An investigational HIV vaccine regimen being tested in Thailand has been shown to reduce new infections by 31%.
The placebo-controlled study, consisting of a prime vaccine and three booster shots, was conducted in more than 16,000 Thai citizens who were HIV negative at baseline. After a 3-year follow-up period, infections occurred in 74 of those who received placebo and 51 of those who received the active vaccine—a 31% rate reduction, according to a statement issued by Global Solutions for Infectious Diseases, the company that produces the booster dose.
The reduction was statistically significant, with a Pvalue of .04, the statement said. There were no significant safety concerns noted at any of the six safety monitoring points during the trial.
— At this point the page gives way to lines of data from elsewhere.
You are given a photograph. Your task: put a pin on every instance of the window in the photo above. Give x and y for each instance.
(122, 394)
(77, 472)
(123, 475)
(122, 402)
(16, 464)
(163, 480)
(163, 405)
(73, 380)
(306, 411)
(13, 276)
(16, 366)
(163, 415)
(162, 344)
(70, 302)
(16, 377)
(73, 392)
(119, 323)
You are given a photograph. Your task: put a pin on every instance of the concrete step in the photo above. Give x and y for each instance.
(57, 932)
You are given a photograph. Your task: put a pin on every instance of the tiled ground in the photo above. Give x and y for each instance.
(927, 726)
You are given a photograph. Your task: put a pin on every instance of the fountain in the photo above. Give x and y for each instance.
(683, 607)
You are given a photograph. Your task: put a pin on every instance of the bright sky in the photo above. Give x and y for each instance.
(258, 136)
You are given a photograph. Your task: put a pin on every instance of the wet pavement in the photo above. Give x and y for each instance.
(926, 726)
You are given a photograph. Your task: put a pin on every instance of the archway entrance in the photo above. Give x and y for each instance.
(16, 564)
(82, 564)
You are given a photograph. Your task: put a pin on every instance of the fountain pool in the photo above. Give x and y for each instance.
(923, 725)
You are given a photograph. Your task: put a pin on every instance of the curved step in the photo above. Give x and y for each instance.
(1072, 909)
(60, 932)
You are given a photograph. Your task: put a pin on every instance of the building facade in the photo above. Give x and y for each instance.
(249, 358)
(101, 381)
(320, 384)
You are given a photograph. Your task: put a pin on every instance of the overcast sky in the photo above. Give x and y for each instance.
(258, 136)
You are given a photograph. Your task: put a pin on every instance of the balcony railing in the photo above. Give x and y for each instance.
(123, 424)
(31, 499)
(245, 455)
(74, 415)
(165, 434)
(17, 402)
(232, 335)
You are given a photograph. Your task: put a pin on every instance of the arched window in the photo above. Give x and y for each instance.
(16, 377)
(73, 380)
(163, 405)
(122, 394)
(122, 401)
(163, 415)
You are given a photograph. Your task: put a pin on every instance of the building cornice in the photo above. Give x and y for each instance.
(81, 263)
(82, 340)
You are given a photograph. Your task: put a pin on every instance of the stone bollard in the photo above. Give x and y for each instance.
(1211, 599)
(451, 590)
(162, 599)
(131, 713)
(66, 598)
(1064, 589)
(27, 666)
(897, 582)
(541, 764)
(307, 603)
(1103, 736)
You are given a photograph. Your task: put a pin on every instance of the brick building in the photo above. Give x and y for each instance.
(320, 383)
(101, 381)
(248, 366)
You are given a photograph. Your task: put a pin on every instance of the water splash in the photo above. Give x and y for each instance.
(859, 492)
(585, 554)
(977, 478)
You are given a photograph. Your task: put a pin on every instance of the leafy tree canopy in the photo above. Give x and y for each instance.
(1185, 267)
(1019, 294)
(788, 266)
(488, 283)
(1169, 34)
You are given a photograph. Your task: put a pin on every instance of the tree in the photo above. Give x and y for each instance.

The RV144 trial is the first HIV vaccine study to show significant disease reduction, Dr. Anthony S. Fauci said in a statement issued by the National Institutes of Health.
“These new findings represent an important step forward in HIV research,” said Dr. Fauci, director of the National Institute of Allergy and Infectious Diseases. “For the first time, an investigational HIV vaccine has demonstrated some ability to prevent HIV infection among vaccinated individuals. Additional research is needed to better understand how this vaccine regimen reduced the risk of HIV infection, but certainly this is an encouraging advance for the HIV vaccine field.”
The priming vaccine, Sanofi Pasteur's ALVAC-HIV, is a modified canarypox vaccine. The booster dose, AIDSVAX B/E, is a glycoprotein 120 vaccine. The trial began in October 2003. The vaccines are based on the subtype B and E HIV strains, which commonly circulate in Thailand. The subtype B is the one most commonly seen in the United States.
“Separate versions of the vaccine may have to be manufactured and developed for HIV strains that predominate elsewhere in the world, including North America,” the GSID statement noted.
The trial comprised noninfected volunteers aged 18-30 years who were considered at risk of contracting HIV. Women comprised 40% of the study population.
Participants who acquired HIV during the trial were given free access to HIV therapy, including highly active antiretroviral therapy, according to the National Institutes of Health statement.
At baseline, participants received HIV protection counseling. They then received the active vaccine or placebo; these were administered again at months 1, 3, and 6. The booster or placebo was also given at months 3 and 6. Subjects were tested for HIV infection every 6 months for 3 years.
The vaccine did not meet its secondary end point, failing to reduce the amount of HIV circulating in the blood of those who became infected during the trial. But because of its success in reducing incident infections, investigation into the prime-boost regimen will continue, the U.S. Military HIV Research Program said in a statement. “Because RV144 is designed to examine plasma viremia soon after infection, trial collaborators have undertaken a second study, RV152, to follow infected individuals over a longer period of time. The results of this study will help to establish the durability of the vaccine effect, if any, on viral load, and assess whether this effect is associated with improved clinical outcome.”
The cosponsors of the RV144 trial are the United States Army Medical Research and Material Command, the National Institutes of Allergy and Infectious Diseases, and the Thailand Ministry of Public Health.